2º – Como adquirir a jovialidade e o equilíbrio?

Se quiseres obter e conservar esta alegria que te há de tornar feliz, preza antes de tudo à pureza de coração, que é a raiz da verdadeira alegria. Quem possui a amizade de Deus, tem o direito de estar alegre. Este pensamento: – nada há no meu íntimo que possa ofender os olhos de Deus; é meu Pai que me ama como a filha querida, e deseja o meu maior bem – é pensamento que estimula o teu coração, introduz em tua alma juvenil uma paz celeste e lhe infunde suave confiança.

Serás mil vezes mais feliz que outras jovens escravas da paixão vil e baixa, que se entregam amiúde e por longo tempo, a prazeres excessivos e participam de divertimentos malsãos. A experiência quotidiana não demonstra que tem estas o coração dominado muito mais pela melancolia e mau humor?

Quem adquirir e conservar a alegria que faz feliz, ame, além disso, o trabalho.

Ocupa-te, de bom grado, em coisas úteis, e esforça-te, conscienciosamente, em cumprir em toda a parte, os teus deveres. Com todo o acerto diz Grasmus: “Assim como a rosa, a mais amada e apreciada das flores, desabrocha numa base espinhosa, assim também do trabalho sério e áspero procede o melhor dos frutos, isto é, a satisfação interior”.

Lê-se na Sagrada Escritura: “A vida do homem laborioso é suave, e tu acharás nela um tesouro” (Ecli., 40,18). Queres permanecer sempre alegre e satisfeita? Aprende a desculpar, de boa vontade, as fraquezas e as folhas dos outros, principalmente se eles parecem guardar certe prevenção contra ti. Tens necessidade de tratar, muitas vezes com os demais… pode acontecer que às vezes alguém te dirijas palavras pouco amáveis, que te seja algo descortês, que te pise um pouco no pé.
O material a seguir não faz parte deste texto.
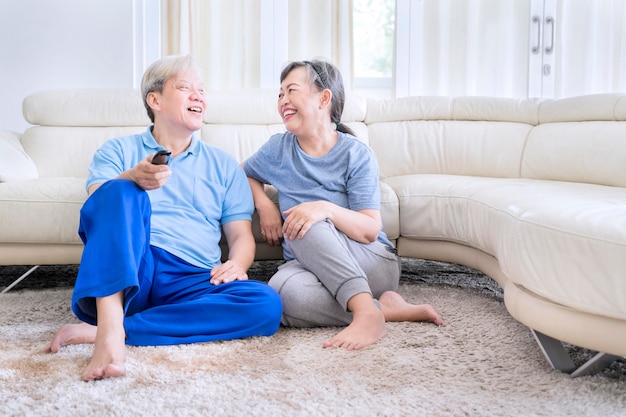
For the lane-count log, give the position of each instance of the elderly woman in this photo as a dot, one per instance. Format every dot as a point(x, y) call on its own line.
point(340, 269)
point(151, 272)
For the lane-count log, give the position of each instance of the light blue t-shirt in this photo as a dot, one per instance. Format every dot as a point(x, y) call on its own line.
point(207, 188)
point(346, 176)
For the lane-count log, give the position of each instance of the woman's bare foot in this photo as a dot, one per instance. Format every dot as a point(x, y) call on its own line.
point(72, 334)
point(367, 327)
point(395, 308)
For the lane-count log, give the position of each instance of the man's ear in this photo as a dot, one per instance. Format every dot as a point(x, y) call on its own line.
point(326, 99)
point(152, 99)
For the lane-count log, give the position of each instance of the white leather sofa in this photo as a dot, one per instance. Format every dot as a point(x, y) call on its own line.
point(531, 192)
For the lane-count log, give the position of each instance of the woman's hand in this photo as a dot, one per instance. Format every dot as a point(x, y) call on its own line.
point(300, 218)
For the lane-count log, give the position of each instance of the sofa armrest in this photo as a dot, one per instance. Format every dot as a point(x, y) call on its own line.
point(15, 164)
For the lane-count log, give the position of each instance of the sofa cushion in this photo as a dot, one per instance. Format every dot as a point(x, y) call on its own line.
point(588, 152)
point(86, 107)
point(490, 149)
point(45, 210)
point(15, 164)
point(563, 241)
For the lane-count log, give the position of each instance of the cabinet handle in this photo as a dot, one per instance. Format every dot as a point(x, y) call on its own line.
point(535, 49)
point(550, 21)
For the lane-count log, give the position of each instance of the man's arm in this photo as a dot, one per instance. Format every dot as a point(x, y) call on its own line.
point(145, 174)
point(241, 250)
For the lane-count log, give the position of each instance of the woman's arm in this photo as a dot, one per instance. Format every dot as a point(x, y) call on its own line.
point(269, 215)
point(362, 226)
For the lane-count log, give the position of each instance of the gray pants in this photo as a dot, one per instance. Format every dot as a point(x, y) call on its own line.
point(329, 268)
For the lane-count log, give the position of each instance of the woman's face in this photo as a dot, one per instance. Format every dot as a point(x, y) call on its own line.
point(300, 104)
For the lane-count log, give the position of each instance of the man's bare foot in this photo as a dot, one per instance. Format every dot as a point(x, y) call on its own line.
point(395, 308)
point(109, 356)
point(71, 334)
point(109, 353)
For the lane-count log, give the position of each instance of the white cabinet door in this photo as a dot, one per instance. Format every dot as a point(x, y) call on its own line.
point(510, 48)
point(589, 47)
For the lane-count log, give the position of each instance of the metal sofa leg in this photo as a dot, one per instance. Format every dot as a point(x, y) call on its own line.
point(17, 281)
point(559, 359)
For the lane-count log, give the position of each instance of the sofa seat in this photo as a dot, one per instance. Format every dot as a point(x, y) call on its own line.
point(534, 229)
point(42, 210)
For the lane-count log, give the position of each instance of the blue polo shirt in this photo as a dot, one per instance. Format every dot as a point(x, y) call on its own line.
point(207, 188)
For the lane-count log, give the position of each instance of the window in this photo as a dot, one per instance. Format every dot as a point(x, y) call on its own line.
point(373, 23)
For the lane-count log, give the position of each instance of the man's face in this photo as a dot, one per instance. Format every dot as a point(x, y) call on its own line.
point(182, 102)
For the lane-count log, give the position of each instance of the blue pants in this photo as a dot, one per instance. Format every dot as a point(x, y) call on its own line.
point(167, 300)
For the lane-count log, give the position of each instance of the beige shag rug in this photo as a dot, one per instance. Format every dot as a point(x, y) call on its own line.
point(481, 362)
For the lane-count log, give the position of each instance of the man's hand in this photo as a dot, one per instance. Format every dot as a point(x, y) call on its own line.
point(148, 175)
point(227, 272)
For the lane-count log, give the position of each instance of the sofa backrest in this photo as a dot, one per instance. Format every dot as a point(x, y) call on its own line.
point(444, 135)
point(579, 139)
point(241, 121)
point(70, 125)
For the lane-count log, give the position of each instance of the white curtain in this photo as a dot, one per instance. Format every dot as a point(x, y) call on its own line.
point(592, 54)
point(468, 47)
point(224, 38)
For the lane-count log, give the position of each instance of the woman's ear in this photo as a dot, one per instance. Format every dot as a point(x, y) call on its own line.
point(326, 99)
point(152, 99)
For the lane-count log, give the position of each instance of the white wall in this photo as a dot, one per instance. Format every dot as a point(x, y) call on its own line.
point(52, 44)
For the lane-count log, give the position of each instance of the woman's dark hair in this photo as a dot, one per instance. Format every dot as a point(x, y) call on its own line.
point(324, 75)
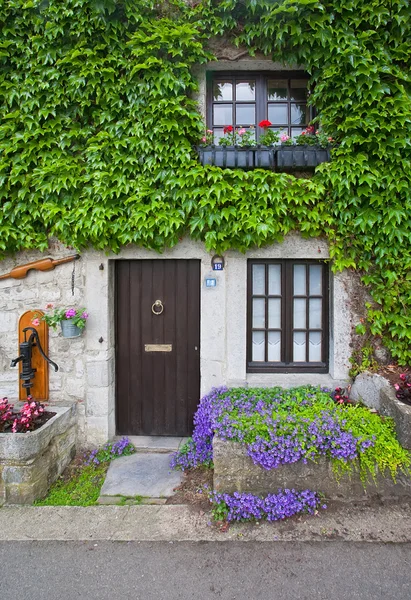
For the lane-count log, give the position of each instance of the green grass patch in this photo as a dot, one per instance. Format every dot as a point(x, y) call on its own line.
point(81, 485)
point(81, 489)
Se pesares cada palavrinha e a considerares através do vidro de microscópio, para encontrares ali uma ofensa; se supuseres, sempre, que é com plena deliberação e má intenção que te dizem isto ou fazem aquilo, não te libertarás do enfado e do despeito: levada por tua sensibilidade tudo interpretarás mal, e na tua imaginação, que tudo pinta com cores negras, as ninharias e bagatelas tomarão o tamanho desproporcional e grande peso. Neste caso, esvai-se tua alegria e bom humor.

Sê, portanto sensata e precavida; coloca-te indiferente acima dessas bagatelas e reflete contigo mesma: por um pequenino grão de areia não quero perder o grande bem de minha paz interior. Esforça-te em perdoar as ninharias e dize contigo mesma: não houve má intenção; foi apenas o efeito de um mau humor passageiro, de que talvez já se tenha arrependido, amargamente. Dirige antes a tua atenção principalmente para a afabilidade que te manifestam, e para o bem que te fazem.
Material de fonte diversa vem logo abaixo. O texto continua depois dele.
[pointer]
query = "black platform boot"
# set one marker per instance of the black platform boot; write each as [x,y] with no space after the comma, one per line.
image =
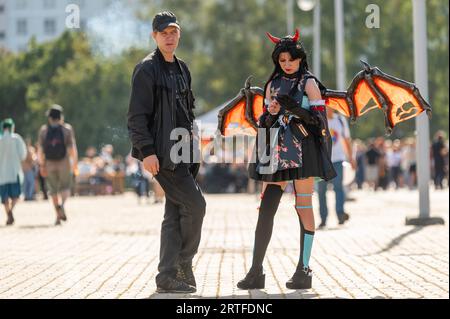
[302,279]
[255,279]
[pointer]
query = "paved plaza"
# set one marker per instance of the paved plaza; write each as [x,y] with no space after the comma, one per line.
[109,249]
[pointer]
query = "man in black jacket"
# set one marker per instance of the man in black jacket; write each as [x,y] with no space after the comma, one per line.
[161,105]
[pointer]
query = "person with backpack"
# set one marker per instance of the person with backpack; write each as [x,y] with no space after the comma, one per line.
[341,151]
[58,158]
[12,152]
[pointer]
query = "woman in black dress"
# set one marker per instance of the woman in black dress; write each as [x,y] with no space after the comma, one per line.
[298,150]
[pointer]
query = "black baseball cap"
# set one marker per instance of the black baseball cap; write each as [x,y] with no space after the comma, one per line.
[163,20]
[55,111]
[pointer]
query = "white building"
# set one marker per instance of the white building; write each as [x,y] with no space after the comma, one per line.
[20,20]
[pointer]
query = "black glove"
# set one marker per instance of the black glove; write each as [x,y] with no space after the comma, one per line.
[293,106]
[287,102]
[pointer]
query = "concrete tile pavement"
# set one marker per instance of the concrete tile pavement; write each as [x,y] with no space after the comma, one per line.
[109,249]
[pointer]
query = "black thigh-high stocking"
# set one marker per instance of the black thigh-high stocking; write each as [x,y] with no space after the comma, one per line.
[269,205]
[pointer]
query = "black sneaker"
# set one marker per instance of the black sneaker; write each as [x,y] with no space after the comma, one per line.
[62,213]
[172,285]
[343,218]
[186,275]
[10,219]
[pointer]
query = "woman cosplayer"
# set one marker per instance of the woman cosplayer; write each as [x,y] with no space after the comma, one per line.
[301,149]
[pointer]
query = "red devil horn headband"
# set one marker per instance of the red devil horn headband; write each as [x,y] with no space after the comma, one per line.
[276,40]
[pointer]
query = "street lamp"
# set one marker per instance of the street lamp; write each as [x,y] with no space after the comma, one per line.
[422,125]
[308,5]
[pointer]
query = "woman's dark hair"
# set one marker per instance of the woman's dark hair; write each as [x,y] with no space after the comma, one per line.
[296,50]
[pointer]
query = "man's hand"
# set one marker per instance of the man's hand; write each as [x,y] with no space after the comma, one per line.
[151,164]
[288,102]
[274,107]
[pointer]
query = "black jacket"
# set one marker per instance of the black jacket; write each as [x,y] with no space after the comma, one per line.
[152,109]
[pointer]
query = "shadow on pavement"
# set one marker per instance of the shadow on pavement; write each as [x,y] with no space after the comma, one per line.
[396,241]
[297,294]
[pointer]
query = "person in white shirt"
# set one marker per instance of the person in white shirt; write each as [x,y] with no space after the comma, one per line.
[12,152]
[341,151]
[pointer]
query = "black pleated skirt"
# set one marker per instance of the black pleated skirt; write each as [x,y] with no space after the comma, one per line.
[312,165]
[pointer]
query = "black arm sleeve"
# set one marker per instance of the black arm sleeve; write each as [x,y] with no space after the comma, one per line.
[140,112]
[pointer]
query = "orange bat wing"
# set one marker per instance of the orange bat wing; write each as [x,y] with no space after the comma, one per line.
[373,89]
[240,115]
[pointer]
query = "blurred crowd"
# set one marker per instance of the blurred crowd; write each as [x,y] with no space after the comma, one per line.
[382,164]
Procede de acordo com o velho provérbio alemão: Die Beleidigungen schreibe in den Sand, die Wohitaten dagegen an die Marmorwand und denke: Ich stehe in Gottes Hand – “Escreve as injúrias sobre a areia; os benefícios pelo contrário sobre o mármore, e assim reflete: estou nas mãos de Deus”.
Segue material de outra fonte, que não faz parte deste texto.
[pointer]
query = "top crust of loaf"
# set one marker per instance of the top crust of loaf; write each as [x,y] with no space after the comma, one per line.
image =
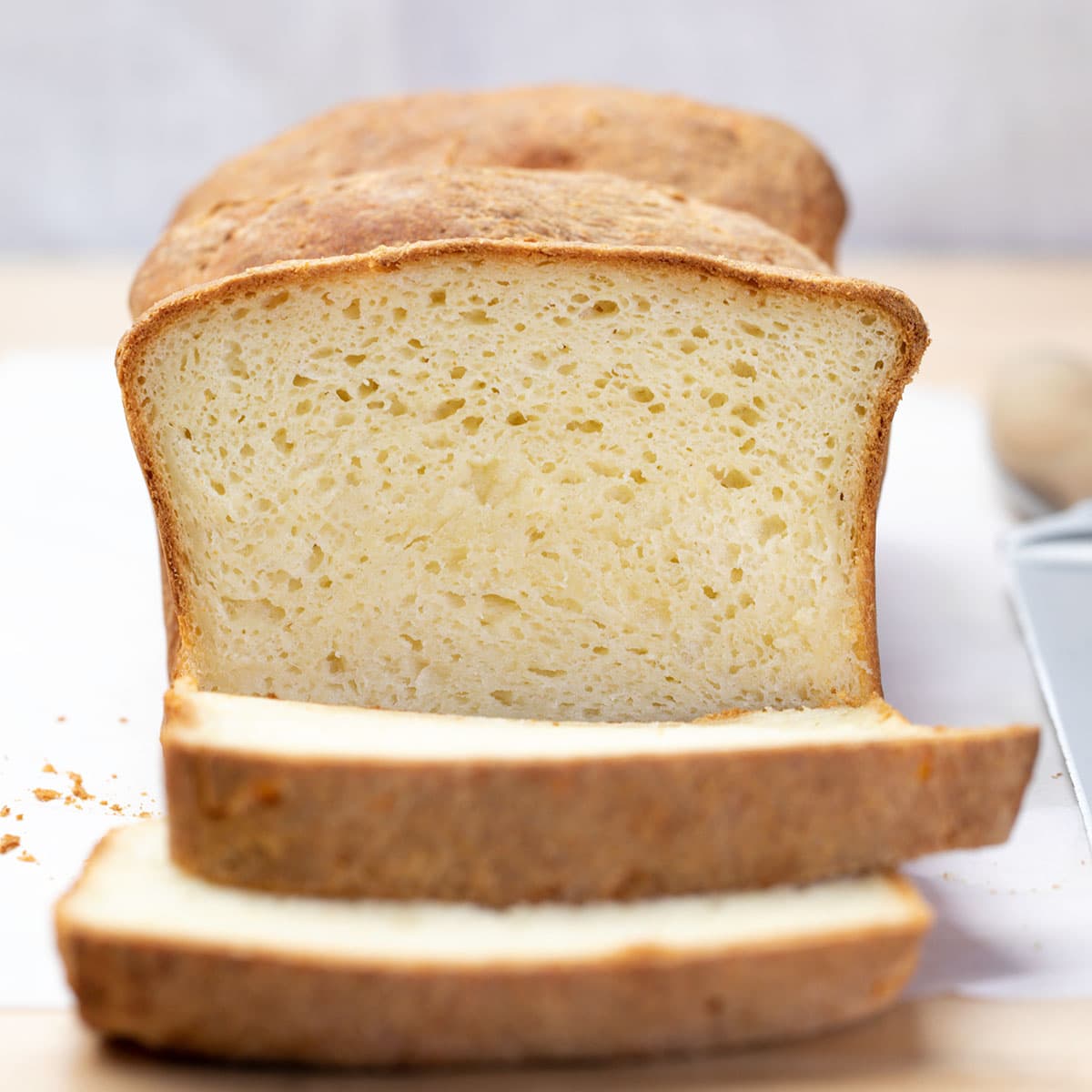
[727,157]
[393,207]
[912,339]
Isto contribuirá sobremaneira para preservar teu coração de enfado e de molestas disposições. Queres permanecer sempre alegre e satisfeita? Convence-te de que até mesmo o árduo, o adverso na vida tem para ti grande significação. Devem prestar-te poderoso concurso para o enobrecimento moral e para a formação de caráter. Já terás observado como faz o artista, quando se um bloco de pedra bruta pretende tirar uma magnífica estátua. Toma o martelo e o cinzel e golpeia desapiedado o mármore. Estilhaços voam em todas as direções!

Fosse à pedra sensível e pudesse falar, que altos brados não soltaria e como se queixaria amargamente do artista! E, no entanto, só assim é que se pode formar de uma pedra informe uma obra de arte. Ora, o que é para a pedra o martelo, são para o homem o sofrimento, as fadigas e as dificuldades da vida. Não contribuem, acaso, para mortificar, em nós, a leviandade e o orgulho, a frouxidão e a moleza? Não concorrem para gerar e fortalecer a energia e atividade, a coragem e a magnanimidade, o interesse pelos outros e o amor ao próximo? Sim, executam um importante trabalho em nós.

Aprende, pois, a estimá-los e suportá-los de maneira cristã, procura tirar deles, por uma corajosa paciência, a utilidade que, segundo o querer de Deus, devem causar-te. Faze isto, e viverás em paz e alegria. Converte teus sofrimentos em bênçãos. Não permitas, pois, que as contrariedades inevitáveis da vida te arrebatem a doce e alegre disposição da alma.